SLAM: Then you suffered a lung/rib injury shortly after returning.

TJ: Yeah, I had a partially collapsed lung. I made a hustle play trying to dive for the ball, and a guy kneed between my ribs and punched a little hole in my lung. I couldn’t breathe—kinda like when guys get hit in the stomach and you lose your wind. That’s pretty much how I felt, just a little bit longer. Then it got a little better and I played through it. Injuries are going to happen sometimes and you gotta play through them and do what you love.

SLAM: You guys pulled off an amazing comeback in the postseason, digging out of a 3-1 hole against the Clippers. What was the key? Any big emotional speeches in the locker room?

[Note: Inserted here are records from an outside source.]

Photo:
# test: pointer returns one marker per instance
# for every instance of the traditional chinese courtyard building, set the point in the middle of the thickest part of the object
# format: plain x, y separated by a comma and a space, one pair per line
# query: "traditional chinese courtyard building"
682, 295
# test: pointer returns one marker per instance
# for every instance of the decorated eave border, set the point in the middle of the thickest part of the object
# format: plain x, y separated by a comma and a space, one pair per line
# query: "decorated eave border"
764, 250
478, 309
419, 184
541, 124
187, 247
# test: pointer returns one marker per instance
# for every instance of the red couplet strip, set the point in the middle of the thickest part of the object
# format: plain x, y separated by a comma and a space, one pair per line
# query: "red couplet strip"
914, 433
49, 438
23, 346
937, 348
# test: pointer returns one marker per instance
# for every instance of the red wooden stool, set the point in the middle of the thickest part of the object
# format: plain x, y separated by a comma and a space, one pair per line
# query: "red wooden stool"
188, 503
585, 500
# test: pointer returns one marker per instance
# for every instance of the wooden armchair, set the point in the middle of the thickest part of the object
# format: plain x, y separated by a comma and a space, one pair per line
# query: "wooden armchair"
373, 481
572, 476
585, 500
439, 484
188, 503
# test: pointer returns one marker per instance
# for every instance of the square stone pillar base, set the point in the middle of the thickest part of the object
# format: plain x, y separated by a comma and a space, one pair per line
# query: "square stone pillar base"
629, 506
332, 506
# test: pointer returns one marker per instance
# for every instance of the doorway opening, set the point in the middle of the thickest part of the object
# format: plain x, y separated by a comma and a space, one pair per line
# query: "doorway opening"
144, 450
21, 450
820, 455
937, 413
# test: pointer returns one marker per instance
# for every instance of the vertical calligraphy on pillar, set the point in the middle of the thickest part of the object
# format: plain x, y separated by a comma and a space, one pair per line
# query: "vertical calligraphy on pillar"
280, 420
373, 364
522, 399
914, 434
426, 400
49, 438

TJ: Not too many emotional speeches—just a couple emotional phrases. We pretty much knew we had let a couple go, and that we were over there thinking too much and giving up on each other. The motto just became “One Game,” and whatever happens happens. We just kept eking out one game at a time until the series was over.

SLAM: You’ll be a restricted free agent next summer. I’m sure you’d like to say that you’re not worried about it and you’ll let it play out. But obviously the cap is going to spike, and it seems like every good restricted free agent gets maxed out these days. Are you following that stuff? Are you looking forward to free agency?

TJ: For me personally, I’m watching for guys that I played with and know, like Enes Kanter—that was my teammate my freshman year. I’m happy for him and his family. Brandon Knight as well. I just get happy when I see guys that I know be able to take care of their families and live a little more comfortably. It’s great. We have the same dreams, same goals, and that’s to do what we love and take care of the people we love. Anybody that I know that reaches that goal, I’m happy for. Hopefully I can get that done for myself next year.